ニッポンの家電産業はなぜ負け続けるのか? 手遅れになる前に「現場」への大胆な権限移譲を!

辻野 晃一郎 プロフィール

次に、日本企業の内的要因としては、前述のような外部環境の変化に対して、企業体質や経営スタイルがいまだに「ビフォー・インターネット」のまま、というところが多く、変化に先行することも、すばやく追随して新たな勝ちパターンを生み出すこともできていない。

一般的に、日本企業は稟議などの仕組みで意思決定に時間がかかりすぎるところが多い。「即断・即決・即実行」の「リアルタイム経営」の実現を急ぐ必要がある。

そのためには、社内環境をクラウドに移行して情報の共有性を高めるだけでなく、組織の縦割りや階層を排してフラット化を進め、権限をできるだけ現場に移譲して承認プロセスを簡略化するなどの企業改革が必要だ。

また、IoTの本格化に伴い、従来のカテゴリに基づいた縦割りの意味はなくなる。

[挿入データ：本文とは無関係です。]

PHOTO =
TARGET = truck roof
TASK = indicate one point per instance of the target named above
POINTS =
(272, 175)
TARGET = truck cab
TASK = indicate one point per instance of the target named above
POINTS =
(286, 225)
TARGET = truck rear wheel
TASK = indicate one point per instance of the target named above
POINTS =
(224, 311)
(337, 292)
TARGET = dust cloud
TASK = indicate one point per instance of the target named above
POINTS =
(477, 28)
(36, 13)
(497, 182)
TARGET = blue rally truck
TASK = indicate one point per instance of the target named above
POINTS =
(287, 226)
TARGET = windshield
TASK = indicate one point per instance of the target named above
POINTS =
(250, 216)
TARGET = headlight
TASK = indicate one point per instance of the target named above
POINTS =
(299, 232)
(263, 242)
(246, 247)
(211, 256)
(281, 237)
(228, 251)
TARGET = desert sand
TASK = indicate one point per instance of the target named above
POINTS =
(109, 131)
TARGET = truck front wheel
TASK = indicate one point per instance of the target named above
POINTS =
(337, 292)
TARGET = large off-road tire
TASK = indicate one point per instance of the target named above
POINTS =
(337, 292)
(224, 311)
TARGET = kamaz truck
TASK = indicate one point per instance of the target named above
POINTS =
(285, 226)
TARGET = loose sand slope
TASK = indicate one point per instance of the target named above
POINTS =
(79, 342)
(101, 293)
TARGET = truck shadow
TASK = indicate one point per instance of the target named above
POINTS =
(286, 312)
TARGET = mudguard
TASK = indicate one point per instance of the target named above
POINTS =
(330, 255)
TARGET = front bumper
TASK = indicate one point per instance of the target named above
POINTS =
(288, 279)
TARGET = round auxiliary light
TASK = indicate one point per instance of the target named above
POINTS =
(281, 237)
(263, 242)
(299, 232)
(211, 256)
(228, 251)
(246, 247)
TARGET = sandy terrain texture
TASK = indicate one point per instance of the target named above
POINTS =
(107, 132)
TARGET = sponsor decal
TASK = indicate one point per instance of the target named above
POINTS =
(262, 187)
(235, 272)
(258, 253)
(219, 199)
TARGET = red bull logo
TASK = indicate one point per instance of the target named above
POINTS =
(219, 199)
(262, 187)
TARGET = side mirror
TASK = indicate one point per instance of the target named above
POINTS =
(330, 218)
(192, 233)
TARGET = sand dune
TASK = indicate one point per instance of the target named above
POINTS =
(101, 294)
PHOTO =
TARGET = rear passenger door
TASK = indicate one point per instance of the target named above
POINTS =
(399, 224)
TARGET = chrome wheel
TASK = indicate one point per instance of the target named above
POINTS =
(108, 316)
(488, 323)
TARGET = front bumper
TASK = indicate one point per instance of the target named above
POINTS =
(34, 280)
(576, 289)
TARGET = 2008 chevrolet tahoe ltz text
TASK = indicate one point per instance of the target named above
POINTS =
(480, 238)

車や家やコミュニティなど、さらに大きな生活インフラや、新たな消費行動との緊密な関連性の中で、家電各商品や事業を位置付け直していかねばならなくなる。

ビッグデータをすばやく収集・分析・活用する観点からも、従来型の組織の縦割りや階層は障害だ。できるだけオープンでフラットな組織やマネジメントの仕組み作りが急務だが、企業改革は遅々として進んでいない。

元気な新興勢力に古参エンジニアの存在

一方、対照的に、ハイアールアジア(HA)のような新興勢力は元気だ。HAは次々と奇抜なシロモノ家電の商品化を発表している。しかし、その裏には、今は亡き旧三洋電機の技術者たちの活躍がある。

廃業の辛酸を散々に舐めた旧三洋の古参エンジニアたちが、屈辱の経験をバネに、「まずは作ってみよう」を合言葉として、立ちはだかる様々な難題を乗り越え、従来の技術常識や商品常識を打ち破る新商品を次々と製品化しているのだ。オーナーや経営者が変われば現場が息を吹き返す事例ともいえる。

たとえば、手のひらサイズの洗濯機「コトン」。携帯もできる「シミ抜き」だが、中国では丸洗いせずにシミや汚れだけを落として何日か同じ服を着続ける習慣があることがヒントになった。

ハンディ洗濯機COTON(YouTube「AQUA(アクア) Channel」より

三洋時代から洗濯機を手掛けてきた日本チームが機能やデザインにこだわってスピード開発した。単なる「シミ抜きデバイス」ではなく、「世界最小の洗濯機」と銘打ったマーケティングセンスも優れており、昨年、発売と同時にヒット商品となった。

その他、映画スター・ウォーズに登場するロボット「R2D2」型の冷蔵庫を発売したり、洗浄の様子が見えるスケルトンの洗濯機や液晶ディスプレイ付き冷蔵庫「DIGI」などを発表したりしている。

予定より発売は遅れているようだが、DIGIには、上下の扉にアンドロイド搭載の液晶ディスプレイが設置されており、インターネットで食材を購入したり、家族間でメッセージを交換したりと、さまざまなサービスが利用できる。

この冷蔵庫も、旧三洋で家庭用冷蔵庫を手掛けてきた日本チームが開発している。商品コンセプトは、「ディスプレイ付き冷蔵庫」ではなく、「冷蔵庫付きディスプレイ」だそうだ。「冷蔵庫は冷やすだけ、という役割を終える」というHAアジア伊藤嘉明社長のコメントが新鮮に響く。